Si tratta di un modello diffuso da tempo, quindi.

Siamo arrivati 32 anni in ritardo, ma il libro è comunque più giovane di molto di quanto si scrive sulla disabilità. La cosa interessante è che quando ho iniziato, più di 20 anni fa, mi sono entusiasmato per il modello sociale; ne parlavo con persone di altissimo livello che in Italia si occupavano di disabilità e tutti mi dicevano che era stato superato dal modello biopsicosociale. Invece, negli ultimi anni è diventato lo sfondo teorico condiviso dei Critical Disability Studies, in ragione della sua forte connotazione politica. Distingue impairment – la condizione in cui una persona si trova – e disability, ovvero tutto quello che una società abilista preclude alle persone con impairment.
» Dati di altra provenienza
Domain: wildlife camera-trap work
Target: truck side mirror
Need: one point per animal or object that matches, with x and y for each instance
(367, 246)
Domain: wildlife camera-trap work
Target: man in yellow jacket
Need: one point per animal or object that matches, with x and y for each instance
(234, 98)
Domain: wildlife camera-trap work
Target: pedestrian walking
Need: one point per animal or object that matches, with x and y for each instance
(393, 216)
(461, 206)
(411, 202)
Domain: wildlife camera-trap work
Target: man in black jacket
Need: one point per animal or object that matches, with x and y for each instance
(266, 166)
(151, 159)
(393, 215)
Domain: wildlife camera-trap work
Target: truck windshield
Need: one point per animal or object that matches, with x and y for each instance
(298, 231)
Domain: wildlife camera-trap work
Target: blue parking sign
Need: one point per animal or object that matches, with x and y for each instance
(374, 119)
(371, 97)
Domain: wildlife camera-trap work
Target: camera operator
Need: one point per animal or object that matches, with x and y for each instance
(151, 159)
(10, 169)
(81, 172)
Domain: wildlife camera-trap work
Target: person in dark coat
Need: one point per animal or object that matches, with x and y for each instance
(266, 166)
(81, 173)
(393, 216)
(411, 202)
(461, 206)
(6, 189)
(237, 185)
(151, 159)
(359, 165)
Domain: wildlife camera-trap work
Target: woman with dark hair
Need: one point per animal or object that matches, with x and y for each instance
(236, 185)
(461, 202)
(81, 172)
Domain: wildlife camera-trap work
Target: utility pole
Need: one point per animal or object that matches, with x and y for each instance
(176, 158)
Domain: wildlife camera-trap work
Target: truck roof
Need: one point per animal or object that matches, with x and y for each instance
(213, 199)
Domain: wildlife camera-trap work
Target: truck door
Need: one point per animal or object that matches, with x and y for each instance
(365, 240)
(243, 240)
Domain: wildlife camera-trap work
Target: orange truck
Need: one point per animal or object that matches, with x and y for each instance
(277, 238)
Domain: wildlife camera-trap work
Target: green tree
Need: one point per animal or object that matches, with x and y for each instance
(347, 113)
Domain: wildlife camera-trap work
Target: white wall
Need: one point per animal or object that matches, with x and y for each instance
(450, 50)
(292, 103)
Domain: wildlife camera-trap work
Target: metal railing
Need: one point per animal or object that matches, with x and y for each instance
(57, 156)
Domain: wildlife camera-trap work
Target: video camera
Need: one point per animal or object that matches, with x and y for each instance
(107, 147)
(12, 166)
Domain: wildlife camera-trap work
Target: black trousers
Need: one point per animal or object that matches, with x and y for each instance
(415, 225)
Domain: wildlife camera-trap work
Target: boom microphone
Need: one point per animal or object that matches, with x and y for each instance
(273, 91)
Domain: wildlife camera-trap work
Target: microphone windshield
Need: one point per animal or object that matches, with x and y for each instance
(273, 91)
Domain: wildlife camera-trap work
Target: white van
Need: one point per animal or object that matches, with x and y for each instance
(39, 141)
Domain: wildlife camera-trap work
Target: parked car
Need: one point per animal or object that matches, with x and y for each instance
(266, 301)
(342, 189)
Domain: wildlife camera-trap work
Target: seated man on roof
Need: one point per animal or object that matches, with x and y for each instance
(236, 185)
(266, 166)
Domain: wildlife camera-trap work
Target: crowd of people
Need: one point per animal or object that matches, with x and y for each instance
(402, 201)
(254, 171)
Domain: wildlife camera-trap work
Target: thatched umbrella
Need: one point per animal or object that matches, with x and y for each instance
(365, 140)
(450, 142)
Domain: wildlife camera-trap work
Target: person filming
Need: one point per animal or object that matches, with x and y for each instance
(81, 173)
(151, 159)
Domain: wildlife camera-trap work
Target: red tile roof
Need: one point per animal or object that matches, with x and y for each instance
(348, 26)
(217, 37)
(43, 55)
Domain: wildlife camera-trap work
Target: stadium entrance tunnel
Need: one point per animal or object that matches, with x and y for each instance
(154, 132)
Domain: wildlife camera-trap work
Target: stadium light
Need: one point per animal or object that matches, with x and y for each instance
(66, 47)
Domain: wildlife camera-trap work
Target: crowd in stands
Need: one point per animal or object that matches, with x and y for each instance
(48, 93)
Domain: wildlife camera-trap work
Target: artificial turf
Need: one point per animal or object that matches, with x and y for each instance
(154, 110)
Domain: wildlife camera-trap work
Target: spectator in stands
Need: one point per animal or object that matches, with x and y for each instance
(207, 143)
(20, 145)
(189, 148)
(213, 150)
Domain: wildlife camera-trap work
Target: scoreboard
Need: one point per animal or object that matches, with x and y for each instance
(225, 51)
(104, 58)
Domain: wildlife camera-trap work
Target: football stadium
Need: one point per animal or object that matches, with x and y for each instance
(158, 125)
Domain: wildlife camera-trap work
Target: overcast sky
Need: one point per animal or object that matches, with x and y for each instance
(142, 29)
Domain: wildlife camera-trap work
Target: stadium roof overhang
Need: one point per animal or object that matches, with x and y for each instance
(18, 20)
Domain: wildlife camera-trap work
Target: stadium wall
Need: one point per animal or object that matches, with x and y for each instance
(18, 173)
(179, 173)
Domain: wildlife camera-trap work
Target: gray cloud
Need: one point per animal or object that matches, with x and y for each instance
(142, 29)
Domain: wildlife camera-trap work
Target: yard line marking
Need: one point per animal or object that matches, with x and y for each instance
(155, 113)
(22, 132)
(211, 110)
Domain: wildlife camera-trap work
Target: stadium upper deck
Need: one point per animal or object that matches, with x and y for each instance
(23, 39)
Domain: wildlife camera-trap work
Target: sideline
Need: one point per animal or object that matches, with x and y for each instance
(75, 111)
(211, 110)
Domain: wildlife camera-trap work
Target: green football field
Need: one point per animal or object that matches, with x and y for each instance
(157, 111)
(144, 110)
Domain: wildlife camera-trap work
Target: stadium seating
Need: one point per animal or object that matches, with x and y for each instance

Una minima torsione semantica riconfigura completamente il discorso.La società, infatti, è strutturata per persone conformi; chi non è conforme una minoranza oppressa. È una visione che si pone come proposta affermativa dell’istanza della soggettività collettiva disabile.

Quindi la disabilità non è un problema individuale?

Michael Oliver dice che il modello medico vede la disabilità come una tragedia personale, perché mette in conto ciò che viene negato a livello sociale alla persona che si trova a vivere una condizione specifica. «Il problema è tuo, noi ti aiutiamo a livello medico», si dice essenzialmente. Il modello sociale, invece, mette in luce tutta quella che è la dimensione culturale e collettiva della disabilità, che è vista come relazione di oppressione sociale delle persone non conformi. Per esempio, se ti muovi con la sedia a rotelle non puoi entrare a teatro perché non è stata messa una rampa: sei pertanto disabilitato nel tuo diritto di fruizione di un bene sociale.

Nella terza parte del libro si parla di intersezionalità. Cosa si intende?

Intersezionalità è un termine che negli ultimi anni è stato introdotto nei cultural studies per superare il minority model, quello secondo il quale, per esempio, neri, gay, donne negli Stati Uniti affermavano le loro istanze separatamente. Poi le donne afroamericane disabili – per dire – si sono accorte che si trovavano a vivere più condizioni contemporaneamente e tutto sommato vincolare l’affermatività soltanto a una di queste avrebbe tolto attenzione alle altre. Così si è passati al modello intersezionale. Già Oliver, per esempio, diceva che la condizione disabile non è mai soltanto tale, ma tante volte è collegata alla povertà, alle etnie differenti, alle sessualità differenti e così via. Intersezionalità, oggi, è uno dei termini ricorrenti nelle scienze sociali.